The league’s reigning MVP is putting a full-court press on pretenders looking to cash in on his trademarked nickname, “Greek Freak,” a Manhattan federal court suit says.
The gentle giant is looking for at least $2 million in damages from a website called Fan Closet operated by California residents Phil Wilett and Stefen Hill, and demanding the alleged illegal merch manufacturing to stop.
Due to his size, speed and ball-handling skills, the chiseled 6-foot-11, 242-pound Antetokounmpo is “widely identified by his nickname” and “has expended substantial time, money and resources successfully developing, promoting and advertising his Greek Freak-branded products,” according to the filing.
The complaint filed May 6 charges the defendants have been making and selling unlicensed phone cases, hoodies, baby onesies and bodysuits — all bearing the Greek Freak label.
On March 27, Antetokounmpo sent a cease and desist letter to the defendants, who have since scrubbed his merch off their Fan Closet website.
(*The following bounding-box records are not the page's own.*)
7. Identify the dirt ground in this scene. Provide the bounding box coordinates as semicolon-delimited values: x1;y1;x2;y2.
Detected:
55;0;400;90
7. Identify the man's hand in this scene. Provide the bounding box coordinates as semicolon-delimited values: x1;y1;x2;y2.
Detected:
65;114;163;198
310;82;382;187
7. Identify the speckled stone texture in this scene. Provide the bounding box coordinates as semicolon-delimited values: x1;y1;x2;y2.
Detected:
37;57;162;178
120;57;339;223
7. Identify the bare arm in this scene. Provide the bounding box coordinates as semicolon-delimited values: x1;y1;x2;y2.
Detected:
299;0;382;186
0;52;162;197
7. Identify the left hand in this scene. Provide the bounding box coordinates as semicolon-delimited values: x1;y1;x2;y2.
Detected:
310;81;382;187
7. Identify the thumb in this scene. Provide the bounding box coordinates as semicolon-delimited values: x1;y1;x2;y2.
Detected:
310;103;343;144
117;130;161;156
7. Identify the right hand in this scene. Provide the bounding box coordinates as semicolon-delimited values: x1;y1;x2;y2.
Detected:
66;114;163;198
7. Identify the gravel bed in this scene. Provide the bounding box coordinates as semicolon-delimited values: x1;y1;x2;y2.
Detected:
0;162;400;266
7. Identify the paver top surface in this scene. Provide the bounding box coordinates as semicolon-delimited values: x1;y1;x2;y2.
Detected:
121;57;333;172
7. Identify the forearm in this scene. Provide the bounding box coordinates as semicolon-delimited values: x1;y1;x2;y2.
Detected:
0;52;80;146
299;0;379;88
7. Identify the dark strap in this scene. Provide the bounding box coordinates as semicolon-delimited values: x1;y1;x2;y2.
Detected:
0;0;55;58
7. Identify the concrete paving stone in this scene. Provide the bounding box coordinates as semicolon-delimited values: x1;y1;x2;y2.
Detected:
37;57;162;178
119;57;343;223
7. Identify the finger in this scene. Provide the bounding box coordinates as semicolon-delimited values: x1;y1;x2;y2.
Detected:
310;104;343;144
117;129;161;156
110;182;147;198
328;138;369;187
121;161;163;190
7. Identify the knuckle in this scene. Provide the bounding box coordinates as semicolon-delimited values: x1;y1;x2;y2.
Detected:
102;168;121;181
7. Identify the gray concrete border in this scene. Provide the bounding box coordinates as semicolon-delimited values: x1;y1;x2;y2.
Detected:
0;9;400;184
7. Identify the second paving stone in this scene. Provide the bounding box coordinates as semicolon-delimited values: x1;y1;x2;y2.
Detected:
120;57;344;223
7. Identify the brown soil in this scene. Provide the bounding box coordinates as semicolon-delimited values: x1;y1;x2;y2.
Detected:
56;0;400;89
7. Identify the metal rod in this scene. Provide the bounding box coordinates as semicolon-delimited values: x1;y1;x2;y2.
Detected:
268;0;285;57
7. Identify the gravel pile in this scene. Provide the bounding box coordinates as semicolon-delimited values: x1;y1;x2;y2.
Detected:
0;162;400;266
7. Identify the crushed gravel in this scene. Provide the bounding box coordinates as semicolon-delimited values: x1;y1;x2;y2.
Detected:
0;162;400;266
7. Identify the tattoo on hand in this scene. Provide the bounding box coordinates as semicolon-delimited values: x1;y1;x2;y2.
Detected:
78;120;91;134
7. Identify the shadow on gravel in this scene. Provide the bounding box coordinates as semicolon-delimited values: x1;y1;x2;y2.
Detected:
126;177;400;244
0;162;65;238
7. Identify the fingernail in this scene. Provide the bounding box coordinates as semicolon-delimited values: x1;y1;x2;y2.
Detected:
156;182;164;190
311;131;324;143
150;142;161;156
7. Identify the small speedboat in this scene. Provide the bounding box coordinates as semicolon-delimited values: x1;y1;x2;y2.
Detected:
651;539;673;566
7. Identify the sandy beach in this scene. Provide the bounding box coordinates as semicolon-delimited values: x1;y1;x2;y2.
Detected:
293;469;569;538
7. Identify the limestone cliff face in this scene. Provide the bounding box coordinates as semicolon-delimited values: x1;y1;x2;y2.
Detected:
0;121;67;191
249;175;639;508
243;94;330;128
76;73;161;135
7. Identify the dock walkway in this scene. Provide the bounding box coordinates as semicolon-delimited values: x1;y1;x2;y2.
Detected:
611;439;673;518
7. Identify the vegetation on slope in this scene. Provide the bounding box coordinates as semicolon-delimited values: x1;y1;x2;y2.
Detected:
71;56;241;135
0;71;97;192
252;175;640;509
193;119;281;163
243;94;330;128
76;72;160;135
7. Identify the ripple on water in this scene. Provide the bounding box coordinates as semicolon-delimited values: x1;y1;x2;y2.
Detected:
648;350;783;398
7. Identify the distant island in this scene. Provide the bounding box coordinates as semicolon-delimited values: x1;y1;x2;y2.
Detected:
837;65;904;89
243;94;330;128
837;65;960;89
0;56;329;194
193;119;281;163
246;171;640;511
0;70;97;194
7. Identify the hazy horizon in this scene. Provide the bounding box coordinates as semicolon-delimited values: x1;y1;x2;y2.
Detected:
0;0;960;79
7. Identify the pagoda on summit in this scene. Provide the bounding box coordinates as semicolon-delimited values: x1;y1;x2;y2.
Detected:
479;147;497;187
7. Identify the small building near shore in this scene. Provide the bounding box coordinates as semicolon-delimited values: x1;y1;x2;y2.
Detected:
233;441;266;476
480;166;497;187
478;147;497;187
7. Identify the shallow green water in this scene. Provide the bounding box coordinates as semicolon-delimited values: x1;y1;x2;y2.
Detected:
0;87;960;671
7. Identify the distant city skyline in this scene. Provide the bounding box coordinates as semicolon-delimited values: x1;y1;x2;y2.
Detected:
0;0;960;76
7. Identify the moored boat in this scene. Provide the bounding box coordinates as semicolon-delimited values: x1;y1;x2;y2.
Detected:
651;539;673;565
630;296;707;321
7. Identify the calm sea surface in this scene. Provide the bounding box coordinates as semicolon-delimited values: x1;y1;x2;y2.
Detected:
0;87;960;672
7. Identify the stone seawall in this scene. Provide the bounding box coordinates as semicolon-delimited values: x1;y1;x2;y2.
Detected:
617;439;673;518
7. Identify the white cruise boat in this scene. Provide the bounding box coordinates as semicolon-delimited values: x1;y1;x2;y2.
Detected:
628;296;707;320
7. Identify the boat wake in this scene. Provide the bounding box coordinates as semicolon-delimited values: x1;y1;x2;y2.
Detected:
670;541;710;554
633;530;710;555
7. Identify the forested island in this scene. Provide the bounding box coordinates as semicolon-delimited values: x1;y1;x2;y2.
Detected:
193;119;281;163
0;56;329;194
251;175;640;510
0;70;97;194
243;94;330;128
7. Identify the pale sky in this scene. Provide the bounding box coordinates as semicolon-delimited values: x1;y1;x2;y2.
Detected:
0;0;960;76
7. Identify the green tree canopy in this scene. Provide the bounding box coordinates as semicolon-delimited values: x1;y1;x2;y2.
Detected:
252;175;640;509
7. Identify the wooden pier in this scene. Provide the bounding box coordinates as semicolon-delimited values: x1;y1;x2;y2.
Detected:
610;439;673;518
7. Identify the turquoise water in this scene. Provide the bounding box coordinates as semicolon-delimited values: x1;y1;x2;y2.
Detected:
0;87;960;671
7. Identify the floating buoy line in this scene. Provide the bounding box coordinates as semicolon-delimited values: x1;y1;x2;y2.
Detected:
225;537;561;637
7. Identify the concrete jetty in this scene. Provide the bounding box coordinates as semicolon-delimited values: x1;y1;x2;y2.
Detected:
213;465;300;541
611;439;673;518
However, they failed to cooperate with Antetokounmpo “in good faith” to reach an agreement that “would ensure that infringement has ceased” and the NBA star is “reasonably compensated for the damage he incurred,” the suit says.
The defendants could not immediately be reached for comment.
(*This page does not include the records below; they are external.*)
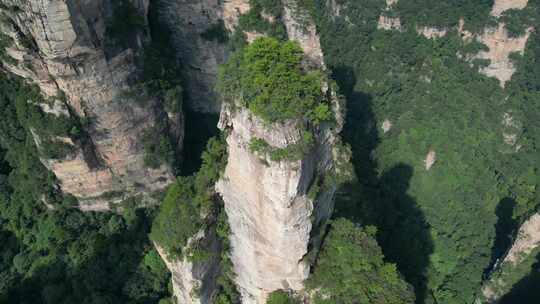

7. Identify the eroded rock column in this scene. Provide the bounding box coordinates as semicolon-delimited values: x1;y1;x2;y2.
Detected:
0;0;177;210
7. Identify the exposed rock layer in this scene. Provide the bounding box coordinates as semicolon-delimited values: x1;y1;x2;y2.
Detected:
155;229;220;304
482;213;540;303
216;1;342;304
157;0;249;113
491;0;529;17
1;0;176;210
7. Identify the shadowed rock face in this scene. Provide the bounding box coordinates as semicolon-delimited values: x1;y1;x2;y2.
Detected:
216;1;342;304
160;0;250;113
155;228;220;304
1;0;177;210
491;0;529;17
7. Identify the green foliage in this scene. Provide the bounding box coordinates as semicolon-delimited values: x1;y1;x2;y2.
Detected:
150;177;203;259
201;20;229;43
150;138;227;259
0;33;17;65
312;1;540;304
218;38;328;123
306;219;414;304
266;290;300;304
141;127;175;168
215;206;240;304
249;131;313;162
105;0;146;47
0;75;169;303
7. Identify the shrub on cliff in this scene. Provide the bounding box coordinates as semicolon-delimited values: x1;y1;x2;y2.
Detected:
218;38;331;123
150;138;227;258
306;219;414;304
266;290;300;304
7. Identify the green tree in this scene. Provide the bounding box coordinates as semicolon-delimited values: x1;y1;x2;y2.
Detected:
306;219;414;304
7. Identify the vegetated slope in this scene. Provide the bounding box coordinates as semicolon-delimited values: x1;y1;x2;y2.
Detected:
306;1;540;303
0;75;169;303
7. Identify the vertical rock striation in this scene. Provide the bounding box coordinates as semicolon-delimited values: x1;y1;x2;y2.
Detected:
216;1;348;303
156;0;250;113
155;228;220;304
0;0;176;210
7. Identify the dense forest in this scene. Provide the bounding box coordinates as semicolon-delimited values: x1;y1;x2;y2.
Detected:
0;0;540;304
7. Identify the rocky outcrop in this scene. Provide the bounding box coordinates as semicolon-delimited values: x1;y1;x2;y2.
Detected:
216;1;348;304
482;213;540;303
154;229;220;304
475;23;533;88
282;0;324;68
160;0;249;113
216;105;346;303
377;0;403;31
0;0;176;210
416;26;448;39
491;0;529;17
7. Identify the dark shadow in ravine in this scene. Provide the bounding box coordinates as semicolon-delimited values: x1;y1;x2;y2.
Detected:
180;107;219;176
333;67;433;304
499;253;540;304
484;197;519;279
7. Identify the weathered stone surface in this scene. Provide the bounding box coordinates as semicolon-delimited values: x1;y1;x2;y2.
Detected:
2;0;177;210
216;5;343;304
482;213;540;303
154;229;220;304
491;0;529;17
282;0;324;68
475;23;533;88
160;0;249;113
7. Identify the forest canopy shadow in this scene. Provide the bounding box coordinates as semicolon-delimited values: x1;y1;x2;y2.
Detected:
499;253;540;304
332;66;433;304
484;197;519;279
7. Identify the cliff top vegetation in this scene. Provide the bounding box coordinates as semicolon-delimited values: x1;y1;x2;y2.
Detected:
218;37;332;123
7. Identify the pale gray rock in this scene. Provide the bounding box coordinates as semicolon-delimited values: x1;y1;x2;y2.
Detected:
0;0;177;210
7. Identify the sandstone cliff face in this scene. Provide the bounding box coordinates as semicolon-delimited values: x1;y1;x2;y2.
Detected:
0;0;176;210
216;104;342;303
155;229;220;304
216;1;343;304
160;0;249;113
491;0;529;17
482;213;540;303
475;23;533;88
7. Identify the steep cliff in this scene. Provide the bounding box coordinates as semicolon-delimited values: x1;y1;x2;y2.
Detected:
216;5;348;303
156;0;249;113
482;213;540;303
155;229;220;304
0;0;178;210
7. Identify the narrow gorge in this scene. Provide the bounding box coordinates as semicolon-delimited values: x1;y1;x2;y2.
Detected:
0;0;540;304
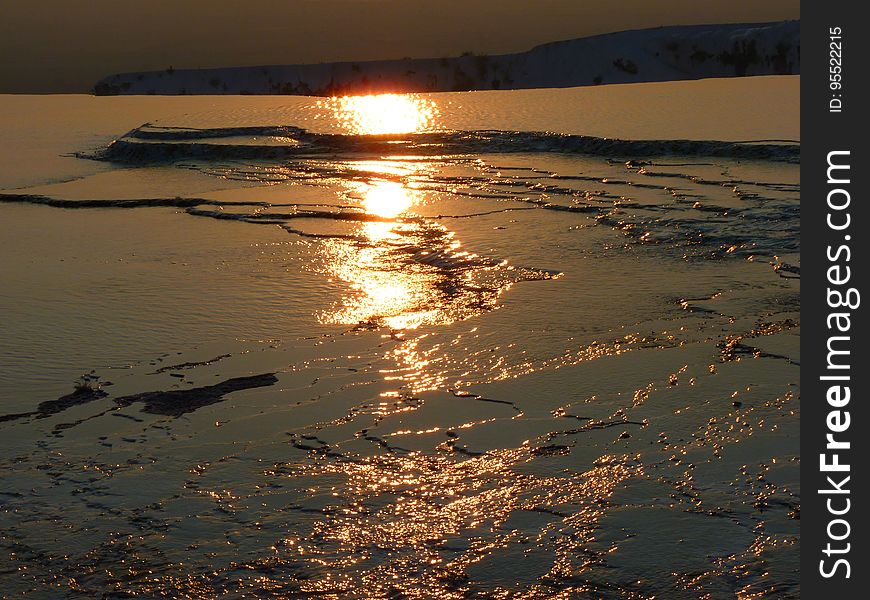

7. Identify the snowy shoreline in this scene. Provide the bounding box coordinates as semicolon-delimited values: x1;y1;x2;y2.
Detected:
93;21;800;96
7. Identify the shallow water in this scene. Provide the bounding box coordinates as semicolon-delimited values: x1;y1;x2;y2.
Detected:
0;78;800;598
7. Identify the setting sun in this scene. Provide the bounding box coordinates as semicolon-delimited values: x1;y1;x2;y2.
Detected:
326;94;438;135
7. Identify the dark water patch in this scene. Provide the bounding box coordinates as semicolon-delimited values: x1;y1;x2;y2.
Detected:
97;124;800;164
115;373;278;417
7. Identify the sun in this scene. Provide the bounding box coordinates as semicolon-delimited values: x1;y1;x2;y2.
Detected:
328;94;438;135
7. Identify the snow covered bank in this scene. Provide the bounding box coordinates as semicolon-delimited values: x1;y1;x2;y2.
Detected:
94;21;800;96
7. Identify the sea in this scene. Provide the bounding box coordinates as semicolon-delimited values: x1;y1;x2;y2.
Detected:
0;76;800;599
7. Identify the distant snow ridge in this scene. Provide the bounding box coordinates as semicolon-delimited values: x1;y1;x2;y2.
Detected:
94;21;800;96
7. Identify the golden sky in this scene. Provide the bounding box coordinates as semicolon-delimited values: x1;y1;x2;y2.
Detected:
0;0;800;93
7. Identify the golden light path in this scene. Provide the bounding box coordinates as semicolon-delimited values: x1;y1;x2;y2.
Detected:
319;94;504;338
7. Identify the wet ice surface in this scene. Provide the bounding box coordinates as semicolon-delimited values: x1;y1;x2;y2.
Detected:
0;86;800;598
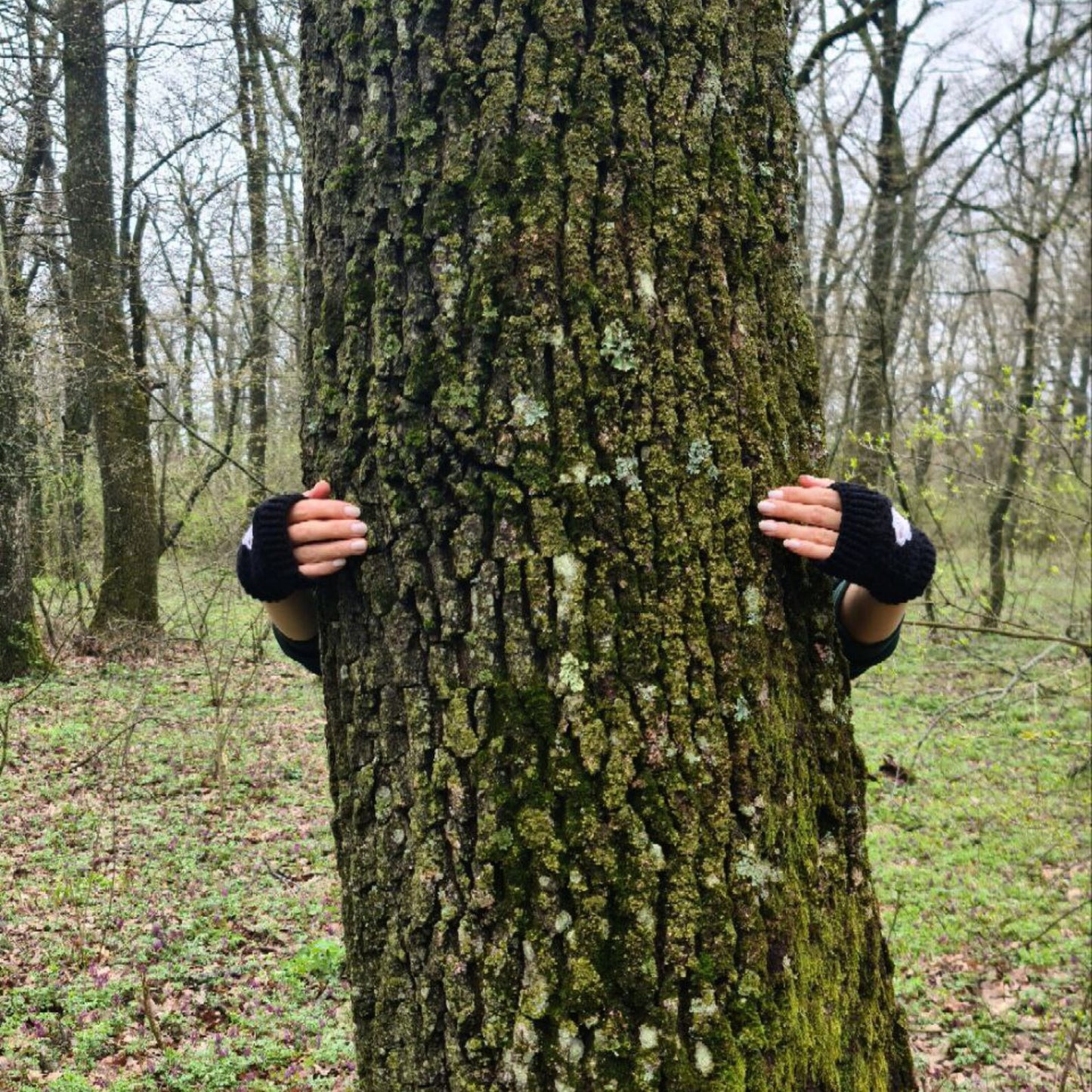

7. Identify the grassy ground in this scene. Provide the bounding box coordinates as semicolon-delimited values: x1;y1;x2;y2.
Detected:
0;558;1092;1092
“We provided these people with an opportunity to avoid litigation. They just had to agree to stop selling the pirated merchandise,” Antetokounmpo attorney Taso Pardalis told The Post. “If an athlete or celebrity does not protect the rights to their name, they risk losing those rights.”Taso Pardalis for New York Post
Antetokounmpo currently is in the middle of a four-year, $100 million contract, and is expected to cash in even more when he becomes an unrestricted free agent in 2021.